Rossi (53) und Parfitt (54) haben nie einen Hehl daraus gemacht, dass sie
nichts anderes im Sinn haben, als Gute-Laune-Musik abzuliefern. Die Band
steht nicht für Überraschungen, Experimente und Innovationen, sondern für
Verlässlichkeit. Mainstream statt Avantgarde.
Und so rammten die Veteranen ihren treibenden Boogie-Rock am Sonntag schon
mit dem ersten Titel "Caroline" in die Gitarren-Saiten. Das Front-Duo macht
sich nichts aus einer stetig steigenden Dramaturgie der Akkorde, sondern
hält ohne lange Vorrede und mit extremem Tempo drauf, was das Zeug hält.
Zweieinhalb Stunden Dauerpower.
Die schnörkellosen Songs sind immer eingängig und fast immer ohne Brüche,
und selten lässt die Truppe sich und dem Publikum Zeit für Verschnaufpausen.
Dabei verfügen Rossi und Parfitt über eine Feinabstimmung, als hörten
20Finger auf ein Hirn. Blinde Übereinstimmung, die einen satten, stimmigen
Sound erzeugt.
Nur wenige Rockgruppen können auf eine Doppelspitze zurückgreifen. Hier gilt
Gleichberechtigung an der Rampe. Während Parfitt über die variantenreichere
Stimme verfügt, prägt Rossis trockene Kehle den unverwechselbaren Klang der
Gruppe. Fast schon selbstironisch ziehen die beiden ihre Choreographie des
Synchronspielens durch. Jugendliche Zuschauer mögen es als Persiflage auf
typische Rocker-Posen deuten, doch ältere Konzertbesucher wissen: Hier
turnen Leute auf der Bühne rum, die Vorbilder für unendliche
Luftgitarren-Nummern in TeenagerBuden waren und immer noch sind. Denn
Rock'n'Roll-Bands wie "Status Quo" haben das Instrumentenballett dereinst
erfunden. Das Repertoire würde für ein Dutzend Konzerte reichen, ohne dass
ein einziger Song sich wiederholte. So müssen Medleys herhalten, damit das
geballte Liedgut verdichtet abgefeiert werden kann. "The Wanderer", "Roll
over lay down", "Rockin' all over the World": Der Fundus ist schier endlos.

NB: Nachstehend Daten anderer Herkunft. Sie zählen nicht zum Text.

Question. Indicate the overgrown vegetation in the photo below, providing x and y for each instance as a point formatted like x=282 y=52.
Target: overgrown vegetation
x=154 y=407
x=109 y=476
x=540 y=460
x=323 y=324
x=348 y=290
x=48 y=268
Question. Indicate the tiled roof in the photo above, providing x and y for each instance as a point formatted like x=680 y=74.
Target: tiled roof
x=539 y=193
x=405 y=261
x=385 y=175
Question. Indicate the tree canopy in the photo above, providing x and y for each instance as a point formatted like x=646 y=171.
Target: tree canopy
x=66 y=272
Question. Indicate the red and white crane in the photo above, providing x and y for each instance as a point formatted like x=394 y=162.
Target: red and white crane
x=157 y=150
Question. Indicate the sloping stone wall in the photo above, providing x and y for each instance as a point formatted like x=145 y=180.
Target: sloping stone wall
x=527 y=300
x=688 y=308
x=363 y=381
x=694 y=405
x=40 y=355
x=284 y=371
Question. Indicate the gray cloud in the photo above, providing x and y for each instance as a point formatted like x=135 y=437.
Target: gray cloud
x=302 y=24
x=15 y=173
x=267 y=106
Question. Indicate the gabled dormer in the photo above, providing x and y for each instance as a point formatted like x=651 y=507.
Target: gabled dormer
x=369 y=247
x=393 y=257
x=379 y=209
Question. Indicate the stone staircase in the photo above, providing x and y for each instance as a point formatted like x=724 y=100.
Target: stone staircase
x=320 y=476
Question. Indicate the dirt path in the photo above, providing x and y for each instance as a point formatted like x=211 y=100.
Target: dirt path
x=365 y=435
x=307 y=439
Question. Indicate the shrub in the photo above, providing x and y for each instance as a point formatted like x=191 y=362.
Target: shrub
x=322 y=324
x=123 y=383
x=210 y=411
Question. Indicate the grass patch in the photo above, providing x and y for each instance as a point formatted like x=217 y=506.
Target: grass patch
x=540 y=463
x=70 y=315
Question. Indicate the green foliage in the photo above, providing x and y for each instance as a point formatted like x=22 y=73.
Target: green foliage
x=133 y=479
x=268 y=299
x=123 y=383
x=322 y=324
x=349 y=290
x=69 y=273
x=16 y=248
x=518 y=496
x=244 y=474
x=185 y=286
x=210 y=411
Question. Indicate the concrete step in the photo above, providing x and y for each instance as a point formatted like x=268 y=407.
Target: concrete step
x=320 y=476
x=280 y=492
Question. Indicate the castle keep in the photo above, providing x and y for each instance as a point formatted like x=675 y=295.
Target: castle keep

Ein Ohrwurm allerdings blieb an diesem Abend ungehört: "In the Army now".
Wohl kaum ein Zufall.
Dafür kamen vier Lieder des neuen Albums "Heavy Traffic" zum Einsatz: der
titelstiftende Song sowie "Never say never", "Solid Gold" und "Creeping up
on you". Dabei böte die ganze Scheibe Stoff, den guten Ruf der
Bandmitglieder als kompromisslose Spaßmusiker zu mehren. Ehre gebührt auch
den unbekannteren Mitstreitern: Andrew Bown (Keyboard, Gitarre), John
Edwards (Bass) und Matthew Letley (Schlagzeug). Insgesamt eine Truppe, die
durch Team- und Sportsgeist besticht.
Die Fans bedankten sich am Ende mit überbordendem Applaus und waren deutlich
enttäuscht, dass die Mannen nur eine Zugabenrunde gewährten. Doch irgendwann
müssen eben auch "Status Quo" mal ihren körperlichen Grenzen Tribut zollen.